Pipeline stages in the InOrder CPU are implemented as abstract implementations of what a pipeline stage would be in any CPU model. Typically, one would imagine a particularly pipeline stage being responsible for:

(1) Performing specific operations such as "Decode" or "Execute" and either

(2a) Sending that instruction to the next stage if that operation was successful and the next stage's buffer has room for incoming instructions

or

(2b) Keeping that instruction in the pipeline's instruction buffer if that operation was unsuccesful or there is no room in the next stage's buffer


The "PipelineStage" class maintains the functionality of (2a) and (2b) but abstracts (1) out of the implementation.
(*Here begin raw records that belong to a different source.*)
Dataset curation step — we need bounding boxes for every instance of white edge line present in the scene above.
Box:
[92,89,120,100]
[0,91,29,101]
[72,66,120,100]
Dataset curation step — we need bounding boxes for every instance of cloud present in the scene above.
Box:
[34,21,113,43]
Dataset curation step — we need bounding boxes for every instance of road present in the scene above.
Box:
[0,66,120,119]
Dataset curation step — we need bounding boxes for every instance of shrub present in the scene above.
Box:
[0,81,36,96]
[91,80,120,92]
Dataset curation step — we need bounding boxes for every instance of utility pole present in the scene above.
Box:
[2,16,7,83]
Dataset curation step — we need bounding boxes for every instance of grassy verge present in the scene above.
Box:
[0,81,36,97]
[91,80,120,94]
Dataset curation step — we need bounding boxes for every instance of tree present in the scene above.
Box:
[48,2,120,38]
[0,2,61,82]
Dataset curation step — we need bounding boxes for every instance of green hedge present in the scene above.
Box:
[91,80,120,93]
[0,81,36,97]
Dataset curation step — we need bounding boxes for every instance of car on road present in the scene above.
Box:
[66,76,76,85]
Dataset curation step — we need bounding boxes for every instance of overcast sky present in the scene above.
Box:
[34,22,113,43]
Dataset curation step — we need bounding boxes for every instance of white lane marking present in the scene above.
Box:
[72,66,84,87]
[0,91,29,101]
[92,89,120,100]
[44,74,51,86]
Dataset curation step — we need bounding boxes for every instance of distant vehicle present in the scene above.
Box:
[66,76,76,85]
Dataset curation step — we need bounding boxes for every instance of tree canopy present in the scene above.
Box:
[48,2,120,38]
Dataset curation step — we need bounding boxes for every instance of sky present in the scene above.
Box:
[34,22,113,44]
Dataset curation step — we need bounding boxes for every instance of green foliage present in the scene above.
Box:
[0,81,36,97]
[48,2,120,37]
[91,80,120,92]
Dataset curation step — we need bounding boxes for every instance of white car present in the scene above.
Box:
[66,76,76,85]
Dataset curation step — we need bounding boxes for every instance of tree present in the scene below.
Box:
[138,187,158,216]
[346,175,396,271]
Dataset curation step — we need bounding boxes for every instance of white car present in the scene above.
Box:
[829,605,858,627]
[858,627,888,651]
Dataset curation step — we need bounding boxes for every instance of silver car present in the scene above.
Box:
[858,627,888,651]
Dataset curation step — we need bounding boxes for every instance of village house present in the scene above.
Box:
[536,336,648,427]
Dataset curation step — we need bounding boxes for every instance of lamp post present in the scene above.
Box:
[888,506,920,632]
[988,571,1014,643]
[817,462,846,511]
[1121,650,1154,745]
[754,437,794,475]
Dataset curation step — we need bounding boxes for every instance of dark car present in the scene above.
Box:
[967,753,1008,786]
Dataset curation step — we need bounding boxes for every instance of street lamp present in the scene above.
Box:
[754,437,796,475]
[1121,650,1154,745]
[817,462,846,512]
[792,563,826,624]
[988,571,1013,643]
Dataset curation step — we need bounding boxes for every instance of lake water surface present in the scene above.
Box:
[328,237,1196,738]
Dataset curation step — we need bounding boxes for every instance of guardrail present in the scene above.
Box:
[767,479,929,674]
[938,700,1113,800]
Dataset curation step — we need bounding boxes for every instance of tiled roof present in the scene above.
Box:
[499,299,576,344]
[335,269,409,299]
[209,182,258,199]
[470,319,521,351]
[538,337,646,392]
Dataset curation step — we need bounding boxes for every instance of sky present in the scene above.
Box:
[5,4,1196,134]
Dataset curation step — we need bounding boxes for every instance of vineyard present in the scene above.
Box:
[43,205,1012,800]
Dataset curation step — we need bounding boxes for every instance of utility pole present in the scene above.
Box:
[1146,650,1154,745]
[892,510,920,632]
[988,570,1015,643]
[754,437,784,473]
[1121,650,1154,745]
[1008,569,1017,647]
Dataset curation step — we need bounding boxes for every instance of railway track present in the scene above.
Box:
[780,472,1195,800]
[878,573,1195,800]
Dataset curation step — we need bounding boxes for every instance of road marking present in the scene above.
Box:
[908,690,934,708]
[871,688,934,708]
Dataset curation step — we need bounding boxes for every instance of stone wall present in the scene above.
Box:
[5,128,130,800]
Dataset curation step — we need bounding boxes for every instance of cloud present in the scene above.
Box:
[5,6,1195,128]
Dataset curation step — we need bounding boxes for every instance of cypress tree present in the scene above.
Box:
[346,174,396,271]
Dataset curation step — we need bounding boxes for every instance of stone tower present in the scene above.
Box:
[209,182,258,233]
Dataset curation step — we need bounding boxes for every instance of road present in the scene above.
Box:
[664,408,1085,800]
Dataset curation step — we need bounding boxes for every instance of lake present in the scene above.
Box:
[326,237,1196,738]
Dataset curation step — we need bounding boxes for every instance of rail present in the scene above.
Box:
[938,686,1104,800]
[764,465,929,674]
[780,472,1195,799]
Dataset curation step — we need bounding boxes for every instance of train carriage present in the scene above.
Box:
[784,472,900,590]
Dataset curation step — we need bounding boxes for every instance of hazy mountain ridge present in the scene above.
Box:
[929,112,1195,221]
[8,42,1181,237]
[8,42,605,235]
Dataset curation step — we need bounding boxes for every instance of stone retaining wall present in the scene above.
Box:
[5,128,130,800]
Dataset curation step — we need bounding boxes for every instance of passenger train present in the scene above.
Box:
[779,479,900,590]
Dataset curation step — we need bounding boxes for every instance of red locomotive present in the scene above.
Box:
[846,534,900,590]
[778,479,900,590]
More specifically, no pipeline stage is explicitly marked "Decode" or "Execute". Instead, the PipelineStage class allows the instruction and it's corresponding instruction schedule to define what tasks they want to do in a particular stage.


Implementing the "PipelineStage" class in this manner allows for the modeling of arbitrarily long pipelines (easy replication of pipeline stages) as well as other potentially complex pipeline models.

Relevant source files:

  • first_stage.[hh,cc]
  • pipeline_stage.[hh,cc]
  • pipeline_traits.[hh,cc]
  • cpu.[hh,cc]

Interstage Communication

Pipeline stages need to communicate with each other in a few scenarios:

  • Sending an instruction to the next stage
  • Sending a stall signal back to previous stages
  • Sending a squash (e.g. branch misprediction) signal back to previous stages


Forwards Communication

This is the simplest case in which a PipelineStage has finished doing all the processing it needs for an instruction and will place the instruction in a queue (implemented through wires) for the next stage to read from.

  • The information in the "wire" is taken from the "InterStageComm" struct found in "comm.hh".

Backwards Communication

To handle backwards communication (stall/squash), the InOrderCPU uses the concepts of a "wire" to pass information back to previous stages. When a CPU is setup, each "wires" are defined with parameterized latencies that govern how many ticks a stage must wait to retrieve the information from that "wire". As an example, let's say Stage 3 wants to send a squash signal to Stage 1. If the the user wants Stage 1 to see information from Stage 3 the next clock tick, they would set that wire's latency to 1. In this case, if Stage 3 wanted to squash instructions on Cycle X, Stage 1 would operate undeterred on Cycle X, but notice the squash signal on Cycle X+1.

Pipeline Stage Processing

Each stage follows these generic steps each tick:

  1. Read stall and/or squash signals from stages further in the pipeline
    • If stall or squash is requested, then perform operation and do not process instructions that tick
    • If no stall or squash, continue processing.
  2. Select a thread to process instructions from
  3. Process all resource requests for an instruction and send instruction to next stage
    • If all resource requests are completed for an instruction, proceed to next instruction as long as the pipeline bandwidth is not used up.
    • If all resource requests are not completed for an instruction, save instruction in stage "skidBuffer" and stall remaining instructions in pipeline stage from that thread

First Stage

The FirstStage derives the "PipelineStage" class and implements specific operations that are needed for any first stage of the pipeline. Because there is no stage in front of the FirstStage there are no instructions to read from so the appropriate adjustments are made for this particular stage to create a new instruction each pipeline tick instead of read it from the previous stage.

Implementations

In it's most basic incarnation, the In-Order model models a 5-stage pipeline with the following stages:

  • Instruction Fetch (IF)
  • Instruction Decode (ID)
  • Execute (EX)
  • Memory Access (MEM)
  • Register Write Back (WB)

An example of a 9-stage pipeline is also available in the code directory. To Test it out, you'll need to copy the overwrite the "pipeline_traits.hh,cc" files with the 9-stage versions.

Pipeline Customization

Adding Your Own Stages

  • Python Configuration: TBD
  • Instruction Schedule Information: Customizing the pipeline involves changing in what order an instruction will ask for it's resources. For example, the developer has the option to allow a load instruction to calculate it's address in stage 3 or stage 4. The developer would need to alter the instruction's schedule to enforce a particular pipeline configuration. Check out pipeline_traits.cc for more details on this process.